In a statement on Tuesday, the fund said that a newly agreed package of measures under a three-year loan signed in 2019 sought to “ensure debt sustainability and advance structural reforms”.
The agreement had been expected in October last year but was delayed, according to Pakistani officials, mainly over prime minister Imran Khan’s refusal to accept belt tightening measures at the peak of the coronavirus pandemic.
Pakistan received $1.4bn from the IMF in April 2020 to help it respond to the pandemic. The fund said on Tuesday that its support helped the government to enact health containment measures and deliver a temporary fiscal stimulus, a large expansion of the social safety net, monetary policy support and targeted financial initiatives.
The Asian Development Bank (ADB) has said it expects Pakistan’s economy to grow 2 per cent this year after a contraction in 2020.
After Tuesday’s announcement, a senior government official told the Financial Times that Pakistan had already raised the price of domestic energy, one of the conditions agreed with the IMF.
Other measures were likely to include raising more tax revenue in the next July-June financial year, he said.
Muhammad Suhail of Topline Securities, an equities advisory group in Karachi, said the deal had ended a period of uncertainty over relations between Pakistan and the fund.
Pakistan, he said, was now “very likely” to tap into global markets through offering new eurobonds and US dollar denominated Islamic ‘sukuk’ bonds, “with confidence now that the IMF relationship has been restored”.
However, analysts warned, the resumption of the IMF loan still presented Islamabad with a number of domestic economic challenges, together with the management of its foreign debt and liabilities which stood at about US$113bn in 2020 according to Pakistan’s central bank.
“Pakistan will almost certainly require a successor IMF programme when the present one ends in 2022. Foreign debt repayments will remain elevated and inflows from areas like exports will not be able to support the growth momentum,” said Sakib Sherani, an economist and former adviser to the finance ministry.

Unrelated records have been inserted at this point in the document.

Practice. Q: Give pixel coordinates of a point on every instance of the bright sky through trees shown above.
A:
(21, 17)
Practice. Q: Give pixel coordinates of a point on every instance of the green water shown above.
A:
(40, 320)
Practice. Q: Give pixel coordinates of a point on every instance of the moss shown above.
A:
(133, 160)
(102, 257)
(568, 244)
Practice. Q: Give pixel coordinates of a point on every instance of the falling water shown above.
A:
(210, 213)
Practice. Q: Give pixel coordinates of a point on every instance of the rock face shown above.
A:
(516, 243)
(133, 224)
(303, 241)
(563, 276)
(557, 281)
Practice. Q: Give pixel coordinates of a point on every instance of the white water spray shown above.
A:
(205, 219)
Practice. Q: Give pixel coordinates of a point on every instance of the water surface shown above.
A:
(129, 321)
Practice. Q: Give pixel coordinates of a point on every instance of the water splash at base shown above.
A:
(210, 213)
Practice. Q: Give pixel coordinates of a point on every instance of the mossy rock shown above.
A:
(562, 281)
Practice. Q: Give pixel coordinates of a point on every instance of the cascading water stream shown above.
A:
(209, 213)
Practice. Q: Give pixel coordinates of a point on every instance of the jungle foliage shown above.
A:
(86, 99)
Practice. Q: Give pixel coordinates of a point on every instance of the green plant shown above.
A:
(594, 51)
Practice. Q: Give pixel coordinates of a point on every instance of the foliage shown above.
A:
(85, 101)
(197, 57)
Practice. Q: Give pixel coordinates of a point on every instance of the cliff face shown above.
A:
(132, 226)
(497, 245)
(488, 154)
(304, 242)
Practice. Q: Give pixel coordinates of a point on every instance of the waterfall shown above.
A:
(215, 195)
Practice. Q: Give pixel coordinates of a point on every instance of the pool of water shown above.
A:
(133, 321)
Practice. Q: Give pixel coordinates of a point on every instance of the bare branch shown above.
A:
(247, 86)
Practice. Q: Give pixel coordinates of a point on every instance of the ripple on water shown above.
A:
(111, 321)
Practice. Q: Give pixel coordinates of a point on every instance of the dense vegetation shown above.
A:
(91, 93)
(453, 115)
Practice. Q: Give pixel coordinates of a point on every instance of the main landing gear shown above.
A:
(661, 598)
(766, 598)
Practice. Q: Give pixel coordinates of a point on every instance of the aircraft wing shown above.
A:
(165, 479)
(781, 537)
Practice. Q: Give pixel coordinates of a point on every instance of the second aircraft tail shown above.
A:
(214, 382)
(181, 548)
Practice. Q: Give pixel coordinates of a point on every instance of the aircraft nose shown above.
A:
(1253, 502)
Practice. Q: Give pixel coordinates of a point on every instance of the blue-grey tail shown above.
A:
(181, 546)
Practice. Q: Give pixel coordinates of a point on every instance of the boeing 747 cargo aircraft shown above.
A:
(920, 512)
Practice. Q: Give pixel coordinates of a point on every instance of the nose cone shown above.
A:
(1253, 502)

Business leaders have warned that chronic structural difficulties continue to undermine Pakistan’s potential for growth.
“When you have recently had a power blackout practically across Pakistan, you do wonder how long it will take for Pakistan to tackle its many challenges,” said the head of a Karachi-based investment house with interests in the stock market, automobiles and construction, referring to a massive power cut last month.
However, senior politicians close to Khan said he was now more prepared to face a public backlash over the IMF reforms amid an opposition campaign which may have previously discouraged him from adopting painful new measures.
“In December, many of us believed there was a big threat around the corner. But today, the opposition’s protests have lost steam,” said a minister from Khan’s cabinet. “I think we are now in a better position to face them [the opposition].”